US denies reaching deal with Turkey over Syria's Manbij

US says there is no deal over city in Syria's north, where Turkish army seeks to enter and US forces are present.

    Turkey, together with the opposition Free Syrian Army, launched in January a military operation in northwestern Syria [Anadolu]
    Turkey, together with the opposition Free Syrian Army, launched in January a military operation in northwestern Syria [Anadolu]

    The United States has denied Turkish claims that the two sides reached a deal over the city of Manbij in northern Syria, where US troops are present.

    Turkey seeks to expand its operation in Syria's northwestern Afrin region to other Kurdish-held areas further east, including Manbij, prompting fears for a possible confrontation with US troops stationed in the area.

    Turkish presidential spokesperson Ibrahim Kalin told Al Jazeera on Monday that Ankara and Washington had reached a general agreement on Manbij and that the Turkish side is now waiting for its NATO ally to implement the deal.

    'Well, that's funny'


    Asked about Kalin's comments, US Department of State Spokesperson Heather Nauert said: "Well, that's funny, because no agreement has been reached."

    She also said that the US had nothing to announce about the resumption of talks on the issue. 

    President Recep Tayyip Erdogan announced on Monday Turkey's plans to extend the operation, a day after Turkish-led forces entered the city of Afrin virtually unopposed. 

    "We will continue this process until we entirely eliminate this corridor, including in Manbij, Ayn al-Arab, Tal Abyad, Ras al-Ayn and Qamishli," the Turkish leader said.

    Turkey, together with the opposition Free Syrian Army (FSA) rebels, launched a military operation into Afrin region in January to vanquish the US-backed Kurdish People's Protection Units (YPG) fighters, which it deems "terrorists" near its border.

    Expanding Turkey's military campaign into the much larger Kurdish-held territory further east would risk confronting troops of a NATO ally, the United States, that are deployed alongside a YPG-dominated force in northern Syria.

    Turkish authorities have described the stretch of northern Syria under Kurdish control as a "terror corridor" on the long southern border.

    Turkish frustration

    The YPG has been Washington's main ally against the Islamic State of Iraq and the Levant (ISIL, also known as ISIS) in Syria, in a partnership that has infuriated Turkey.

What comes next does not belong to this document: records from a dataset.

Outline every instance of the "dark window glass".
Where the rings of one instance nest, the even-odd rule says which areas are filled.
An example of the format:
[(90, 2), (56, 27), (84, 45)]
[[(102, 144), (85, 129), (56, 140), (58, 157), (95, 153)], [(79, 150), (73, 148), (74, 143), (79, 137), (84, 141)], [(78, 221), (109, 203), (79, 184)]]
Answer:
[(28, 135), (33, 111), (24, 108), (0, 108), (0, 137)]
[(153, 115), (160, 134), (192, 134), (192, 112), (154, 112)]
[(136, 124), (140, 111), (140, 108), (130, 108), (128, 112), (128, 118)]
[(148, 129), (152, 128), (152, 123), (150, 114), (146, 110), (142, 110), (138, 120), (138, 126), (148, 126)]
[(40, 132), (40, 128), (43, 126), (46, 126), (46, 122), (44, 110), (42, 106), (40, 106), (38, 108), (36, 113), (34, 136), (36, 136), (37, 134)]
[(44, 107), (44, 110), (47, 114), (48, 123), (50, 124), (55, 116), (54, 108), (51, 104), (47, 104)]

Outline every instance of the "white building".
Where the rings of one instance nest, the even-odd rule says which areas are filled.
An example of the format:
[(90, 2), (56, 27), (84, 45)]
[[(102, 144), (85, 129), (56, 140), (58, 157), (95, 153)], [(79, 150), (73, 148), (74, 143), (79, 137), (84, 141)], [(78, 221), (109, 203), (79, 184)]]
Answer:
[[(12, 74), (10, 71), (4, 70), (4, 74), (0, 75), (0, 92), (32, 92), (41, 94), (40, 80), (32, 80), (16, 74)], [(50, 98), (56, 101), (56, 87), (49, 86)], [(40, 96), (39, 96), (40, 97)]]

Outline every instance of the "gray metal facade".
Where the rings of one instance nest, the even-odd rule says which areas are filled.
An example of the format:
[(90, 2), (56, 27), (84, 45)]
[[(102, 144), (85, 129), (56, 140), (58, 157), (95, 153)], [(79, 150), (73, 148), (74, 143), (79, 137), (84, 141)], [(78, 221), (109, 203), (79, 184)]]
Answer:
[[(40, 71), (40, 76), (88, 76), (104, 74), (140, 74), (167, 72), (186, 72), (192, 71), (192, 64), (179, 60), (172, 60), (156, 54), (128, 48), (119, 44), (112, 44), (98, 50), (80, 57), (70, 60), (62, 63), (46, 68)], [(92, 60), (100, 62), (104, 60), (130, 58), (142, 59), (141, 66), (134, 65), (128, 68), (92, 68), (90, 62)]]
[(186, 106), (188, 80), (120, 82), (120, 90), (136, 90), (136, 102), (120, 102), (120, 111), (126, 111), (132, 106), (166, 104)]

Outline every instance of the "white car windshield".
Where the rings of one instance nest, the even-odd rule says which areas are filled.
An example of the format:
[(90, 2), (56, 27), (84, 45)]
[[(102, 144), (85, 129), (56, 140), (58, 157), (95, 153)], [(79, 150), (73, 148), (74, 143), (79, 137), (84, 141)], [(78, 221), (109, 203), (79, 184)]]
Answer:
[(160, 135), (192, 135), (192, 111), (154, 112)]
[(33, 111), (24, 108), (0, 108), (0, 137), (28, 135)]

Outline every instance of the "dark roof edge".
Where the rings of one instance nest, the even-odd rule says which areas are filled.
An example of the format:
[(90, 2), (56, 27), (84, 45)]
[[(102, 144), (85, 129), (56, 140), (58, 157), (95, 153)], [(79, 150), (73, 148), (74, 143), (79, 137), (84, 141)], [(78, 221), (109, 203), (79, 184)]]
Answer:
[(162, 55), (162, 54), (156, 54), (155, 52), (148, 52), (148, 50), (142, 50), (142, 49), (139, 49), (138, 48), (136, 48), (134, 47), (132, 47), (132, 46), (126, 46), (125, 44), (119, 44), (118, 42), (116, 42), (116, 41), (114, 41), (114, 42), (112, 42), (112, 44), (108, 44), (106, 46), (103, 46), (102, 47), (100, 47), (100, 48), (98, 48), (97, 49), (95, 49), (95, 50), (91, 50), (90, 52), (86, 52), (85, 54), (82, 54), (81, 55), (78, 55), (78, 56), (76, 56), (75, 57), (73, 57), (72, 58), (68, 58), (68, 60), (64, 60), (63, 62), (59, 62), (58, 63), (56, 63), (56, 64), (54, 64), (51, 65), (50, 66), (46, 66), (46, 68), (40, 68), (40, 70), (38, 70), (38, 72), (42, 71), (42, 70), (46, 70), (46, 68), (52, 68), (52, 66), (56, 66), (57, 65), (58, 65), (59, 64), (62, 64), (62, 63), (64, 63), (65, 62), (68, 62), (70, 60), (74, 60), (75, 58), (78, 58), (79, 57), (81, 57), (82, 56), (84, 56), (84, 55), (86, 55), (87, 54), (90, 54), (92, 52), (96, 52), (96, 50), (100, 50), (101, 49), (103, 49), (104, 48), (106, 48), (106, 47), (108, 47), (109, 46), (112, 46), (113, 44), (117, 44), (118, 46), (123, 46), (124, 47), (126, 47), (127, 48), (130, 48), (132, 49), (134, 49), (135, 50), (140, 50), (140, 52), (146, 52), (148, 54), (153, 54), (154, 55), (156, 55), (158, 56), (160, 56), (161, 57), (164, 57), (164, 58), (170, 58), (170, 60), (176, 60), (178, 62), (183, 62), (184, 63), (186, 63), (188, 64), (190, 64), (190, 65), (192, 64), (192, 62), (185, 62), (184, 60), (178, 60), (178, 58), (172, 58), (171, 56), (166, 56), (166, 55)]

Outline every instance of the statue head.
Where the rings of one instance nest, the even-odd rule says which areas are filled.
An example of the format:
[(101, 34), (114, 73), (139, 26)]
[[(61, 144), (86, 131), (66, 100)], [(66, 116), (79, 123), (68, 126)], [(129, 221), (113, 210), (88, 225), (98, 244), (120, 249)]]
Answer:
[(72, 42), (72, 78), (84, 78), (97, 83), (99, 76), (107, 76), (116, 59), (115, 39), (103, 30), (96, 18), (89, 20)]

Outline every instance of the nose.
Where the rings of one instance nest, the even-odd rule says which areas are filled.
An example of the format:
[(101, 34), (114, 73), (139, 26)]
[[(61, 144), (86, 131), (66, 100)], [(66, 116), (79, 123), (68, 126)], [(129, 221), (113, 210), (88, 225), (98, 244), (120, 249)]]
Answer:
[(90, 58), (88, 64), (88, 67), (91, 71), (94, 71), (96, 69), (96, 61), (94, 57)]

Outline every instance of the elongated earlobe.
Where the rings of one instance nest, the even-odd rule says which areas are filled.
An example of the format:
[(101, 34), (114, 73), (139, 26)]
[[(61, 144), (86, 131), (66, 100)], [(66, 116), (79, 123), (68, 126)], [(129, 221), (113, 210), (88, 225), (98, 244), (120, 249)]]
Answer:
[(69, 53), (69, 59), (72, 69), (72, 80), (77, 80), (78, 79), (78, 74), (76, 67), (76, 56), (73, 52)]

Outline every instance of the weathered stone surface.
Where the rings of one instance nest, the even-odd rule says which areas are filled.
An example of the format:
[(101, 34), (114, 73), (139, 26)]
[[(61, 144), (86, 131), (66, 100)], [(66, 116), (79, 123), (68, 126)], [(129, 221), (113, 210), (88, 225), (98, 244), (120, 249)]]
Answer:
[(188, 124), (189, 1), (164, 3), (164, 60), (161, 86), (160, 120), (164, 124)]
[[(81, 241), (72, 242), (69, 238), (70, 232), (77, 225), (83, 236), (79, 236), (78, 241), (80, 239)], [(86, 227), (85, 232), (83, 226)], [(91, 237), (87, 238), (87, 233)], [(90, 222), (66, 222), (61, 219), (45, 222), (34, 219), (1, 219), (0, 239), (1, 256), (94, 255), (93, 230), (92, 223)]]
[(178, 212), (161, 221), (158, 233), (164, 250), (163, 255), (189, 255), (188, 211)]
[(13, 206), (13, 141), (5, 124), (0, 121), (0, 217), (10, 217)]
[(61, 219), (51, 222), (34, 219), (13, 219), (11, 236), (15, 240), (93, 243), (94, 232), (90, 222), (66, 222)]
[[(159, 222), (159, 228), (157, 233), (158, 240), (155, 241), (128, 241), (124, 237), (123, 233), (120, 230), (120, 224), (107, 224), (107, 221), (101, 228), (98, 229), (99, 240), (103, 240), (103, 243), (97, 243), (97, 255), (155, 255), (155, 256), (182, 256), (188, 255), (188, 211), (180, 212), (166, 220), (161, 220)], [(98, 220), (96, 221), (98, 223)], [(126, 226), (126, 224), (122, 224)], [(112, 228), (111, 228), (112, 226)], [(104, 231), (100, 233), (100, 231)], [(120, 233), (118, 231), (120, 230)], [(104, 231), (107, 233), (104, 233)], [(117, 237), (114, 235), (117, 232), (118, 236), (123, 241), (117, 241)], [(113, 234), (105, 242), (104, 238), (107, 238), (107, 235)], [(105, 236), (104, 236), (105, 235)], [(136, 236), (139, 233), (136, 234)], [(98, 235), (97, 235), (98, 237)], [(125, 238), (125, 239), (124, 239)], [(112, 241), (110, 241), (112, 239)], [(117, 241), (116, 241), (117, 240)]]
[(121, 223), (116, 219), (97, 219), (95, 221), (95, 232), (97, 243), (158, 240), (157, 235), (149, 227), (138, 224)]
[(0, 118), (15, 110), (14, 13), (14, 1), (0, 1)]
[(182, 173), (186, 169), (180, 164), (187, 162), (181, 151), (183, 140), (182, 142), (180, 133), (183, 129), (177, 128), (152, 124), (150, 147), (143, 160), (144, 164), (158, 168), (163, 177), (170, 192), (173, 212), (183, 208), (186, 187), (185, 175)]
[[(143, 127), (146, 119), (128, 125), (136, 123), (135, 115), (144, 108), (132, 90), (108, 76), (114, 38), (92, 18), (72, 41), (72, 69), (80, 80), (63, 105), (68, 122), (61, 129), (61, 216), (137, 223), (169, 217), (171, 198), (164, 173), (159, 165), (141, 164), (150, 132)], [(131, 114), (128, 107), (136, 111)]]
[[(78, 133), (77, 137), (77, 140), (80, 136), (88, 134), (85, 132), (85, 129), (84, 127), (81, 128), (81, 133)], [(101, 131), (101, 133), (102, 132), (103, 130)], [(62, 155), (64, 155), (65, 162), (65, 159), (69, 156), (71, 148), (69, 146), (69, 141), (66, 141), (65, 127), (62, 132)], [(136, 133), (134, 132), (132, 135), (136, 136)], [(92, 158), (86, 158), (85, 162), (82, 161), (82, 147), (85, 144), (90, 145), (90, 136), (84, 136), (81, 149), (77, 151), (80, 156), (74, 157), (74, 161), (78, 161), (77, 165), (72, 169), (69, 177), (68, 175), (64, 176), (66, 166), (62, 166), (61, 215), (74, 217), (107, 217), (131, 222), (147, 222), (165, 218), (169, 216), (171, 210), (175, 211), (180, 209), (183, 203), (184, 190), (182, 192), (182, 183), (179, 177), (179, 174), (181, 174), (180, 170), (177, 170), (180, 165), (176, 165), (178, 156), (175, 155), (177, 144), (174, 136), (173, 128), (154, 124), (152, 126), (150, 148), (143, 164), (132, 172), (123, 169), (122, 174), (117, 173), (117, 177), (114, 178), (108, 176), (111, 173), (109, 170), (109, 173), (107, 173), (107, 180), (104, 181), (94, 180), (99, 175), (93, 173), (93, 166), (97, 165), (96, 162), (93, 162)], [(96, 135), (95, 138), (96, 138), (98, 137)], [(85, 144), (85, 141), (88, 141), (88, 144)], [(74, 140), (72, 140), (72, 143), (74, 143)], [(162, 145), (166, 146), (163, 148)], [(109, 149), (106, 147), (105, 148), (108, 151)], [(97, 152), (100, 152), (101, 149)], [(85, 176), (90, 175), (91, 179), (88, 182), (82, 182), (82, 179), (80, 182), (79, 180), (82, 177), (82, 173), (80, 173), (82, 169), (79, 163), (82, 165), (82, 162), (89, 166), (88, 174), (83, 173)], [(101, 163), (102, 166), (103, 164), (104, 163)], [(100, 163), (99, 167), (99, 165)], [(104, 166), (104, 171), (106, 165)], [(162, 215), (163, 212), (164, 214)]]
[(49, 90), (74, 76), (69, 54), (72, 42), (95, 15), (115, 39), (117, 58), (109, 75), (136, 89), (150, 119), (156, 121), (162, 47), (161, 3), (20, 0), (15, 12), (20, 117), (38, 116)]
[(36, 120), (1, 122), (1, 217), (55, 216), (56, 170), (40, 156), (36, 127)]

    Ankara considers the Kurdish Democratic Union Party (PYD) in Syria and its armed-wing YPG to be "terrorist groups" with ties to the banned Kurdistan Workers' Party (PKK).

    The PKK has waged a decades-long armed fight against the Turkish state that has killed tens of thousands of people.

    The YPG had come to control large swaths of northern Syria, including Afrin, in the course of the seven-year Syrian war

    It gained the territory after defeating the ISIL group while fighting in a US-backed rebel alliance called the Syrian Democratic Forces (SDF).

    Erdogan also said in his speech on Monday that Turkey would carry out an offensive against Kurdish fighters in northern Iraq if Baghdad does not clear the region of them, referring to the PKK presence there.